Jos Deuling, Monday, 16 April 2012
Planning to buy a second home in Spain? Spain has 7 nuclear power plants. Search in Google maps for Spanish nuclear power reactors within a radius of
50, 100, 150, 200 or 250 kilometers of a given location. Click on the marker for a pop-up with the name, address and Wikipedia url of the power
plant.
In 1983, a moratorium was adopted, that would actually mean the abandonment of nuclear power. Thereafter, however, several more nuclear plants were
completed. New plans were postponed and were finally discarded in 1994.
2004 saw a change of government in Spain. The Spanish Socialist Workers' Party PSOE replaced the conservative Popular Party.
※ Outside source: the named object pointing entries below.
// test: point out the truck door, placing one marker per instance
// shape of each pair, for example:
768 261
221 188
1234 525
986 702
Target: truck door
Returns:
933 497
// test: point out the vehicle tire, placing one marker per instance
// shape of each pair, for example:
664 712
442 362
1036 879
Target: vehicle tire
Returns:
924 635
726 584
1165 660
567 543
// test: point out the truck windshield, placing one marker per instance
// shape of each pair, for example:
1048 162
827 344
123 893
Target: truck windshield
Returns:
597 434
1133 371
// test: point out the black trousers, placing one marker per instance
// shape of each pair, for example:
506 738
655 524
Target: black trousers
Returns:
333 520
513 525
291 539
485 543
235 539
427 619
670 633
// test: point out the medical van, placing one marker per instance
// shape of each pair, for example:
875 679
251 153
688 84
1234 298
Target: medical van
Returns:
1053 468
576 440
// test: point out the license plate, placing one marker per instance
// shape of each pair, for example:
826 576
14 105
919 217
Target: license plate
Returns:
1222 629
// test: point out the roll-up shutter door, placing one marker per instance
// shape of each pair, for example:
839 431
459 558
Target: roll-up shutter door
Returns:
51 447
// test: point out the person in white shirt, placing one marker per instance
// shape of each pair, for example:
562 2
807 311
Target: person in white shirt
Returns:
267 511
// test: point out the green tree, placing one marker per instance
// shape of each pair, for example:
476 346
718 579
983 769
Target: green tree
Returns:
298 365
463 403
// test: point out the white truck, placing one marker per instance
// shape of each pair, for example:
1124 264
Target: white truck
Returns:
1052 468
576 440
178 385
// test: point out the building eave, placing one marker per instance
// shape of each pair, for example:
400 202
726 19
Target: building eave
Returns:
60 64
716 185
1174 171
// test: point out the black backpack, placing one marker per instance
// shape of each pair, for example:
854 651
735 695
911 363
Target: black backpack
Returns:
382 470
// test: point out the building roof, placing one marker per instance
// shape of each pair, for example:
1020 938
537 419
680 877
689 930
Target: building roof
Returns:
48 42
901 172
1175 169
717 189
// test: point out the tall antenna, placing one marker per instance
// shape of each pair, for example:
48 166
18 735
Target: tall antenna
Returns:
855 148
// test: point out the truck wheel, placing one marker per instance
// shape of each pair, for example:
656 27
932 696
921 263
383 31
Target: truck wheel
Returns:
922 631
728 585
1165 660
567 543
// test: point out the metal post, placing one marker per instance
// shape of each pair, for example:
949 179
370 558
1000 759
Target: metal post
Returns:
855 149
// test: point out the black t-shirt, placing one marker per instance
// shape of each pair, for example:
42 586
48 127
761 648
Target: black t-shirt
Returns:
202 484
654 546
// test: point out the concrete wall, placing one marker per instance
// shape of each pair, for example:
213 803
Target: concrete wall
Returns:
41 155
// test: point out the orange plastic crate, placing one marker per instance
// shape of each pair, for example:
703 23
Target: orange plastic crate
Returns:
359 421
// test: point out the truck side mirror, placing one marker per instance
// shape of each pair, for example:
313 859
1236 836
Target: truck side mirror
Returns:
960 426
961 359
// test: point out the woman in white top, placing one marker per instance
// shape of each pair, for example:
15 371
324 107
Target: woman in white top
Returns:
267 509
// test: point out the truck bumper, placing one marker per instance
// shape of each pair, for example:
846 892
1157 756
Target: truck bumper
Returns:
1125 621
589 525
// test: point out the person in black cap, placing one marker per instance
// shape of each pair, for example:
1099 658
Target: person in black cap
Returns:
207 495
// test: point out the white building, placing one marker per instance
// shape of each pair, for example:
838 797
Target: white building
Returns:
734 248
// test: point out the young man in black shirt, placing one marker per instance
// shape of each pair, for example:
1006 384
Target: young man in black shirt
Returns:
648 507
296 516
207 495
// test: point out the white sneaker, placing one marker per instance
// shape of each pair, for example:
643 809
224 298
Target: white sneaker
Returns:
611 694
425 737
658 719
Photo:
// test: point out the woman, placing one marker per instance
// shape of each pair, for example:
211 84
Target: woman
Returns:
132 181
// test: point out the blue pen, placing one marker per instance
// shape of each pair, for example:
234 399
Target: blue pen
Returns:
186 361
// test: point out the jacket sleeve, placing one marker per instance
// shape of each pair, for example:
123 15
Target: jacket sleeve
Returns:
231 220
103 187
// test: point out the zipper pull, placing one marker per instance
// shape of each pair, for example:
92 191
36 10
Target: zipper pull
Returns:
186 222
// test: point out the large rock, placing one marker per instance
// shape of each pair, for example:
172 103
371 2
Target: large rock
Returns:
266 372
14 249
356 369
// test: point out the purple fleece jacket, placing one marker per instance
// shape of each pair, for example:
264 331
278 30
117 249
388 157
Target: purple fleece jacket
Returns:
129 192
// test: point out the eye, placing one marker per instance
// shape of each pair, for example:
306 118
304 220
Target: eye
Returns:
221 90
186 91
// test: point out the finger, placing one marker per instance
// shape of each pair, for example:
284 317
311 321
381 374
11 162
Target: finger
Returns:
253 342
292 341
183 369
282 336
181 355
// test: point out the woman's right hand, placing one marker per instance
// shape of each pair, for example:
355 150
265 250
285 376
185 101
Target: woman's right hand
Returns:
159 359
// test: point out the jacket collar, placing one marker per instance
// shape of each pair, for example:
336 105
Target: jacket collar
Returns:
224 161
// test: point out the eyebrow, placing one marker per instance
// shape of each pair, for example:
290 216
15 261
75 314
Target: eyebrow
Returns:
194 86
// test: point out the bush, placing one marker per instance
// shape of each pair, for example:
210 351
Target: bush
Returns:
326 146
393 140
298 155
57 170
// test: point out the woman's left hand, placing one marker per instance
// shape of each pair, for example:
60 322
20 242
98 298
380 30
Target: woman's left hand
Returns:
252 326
In 2006,
the new government decided to phase out nuclear power by 2024. The phasing out of nuclear energy should be gradual.
After the change of government in the parliamentary election of 2011, when the conservative People's Party PP reached the absolute majority of seats,
it was decided to set up a centralised storage facility for Spanish nuclear spent fuel and high-level radioactive waste in Villar de Cañas.
In February 2012, the Minister of Industry announced the extension of the duration of the nuclear power plant in Santa María de Garoña for five years
from 2013 to 2018.
Although there are laws that prohibit the further expansion of nuclear energy, the Spanish Government maintains that only through the expansion of
nuclear energy, they can meet the planned reductions in greenhouse gases.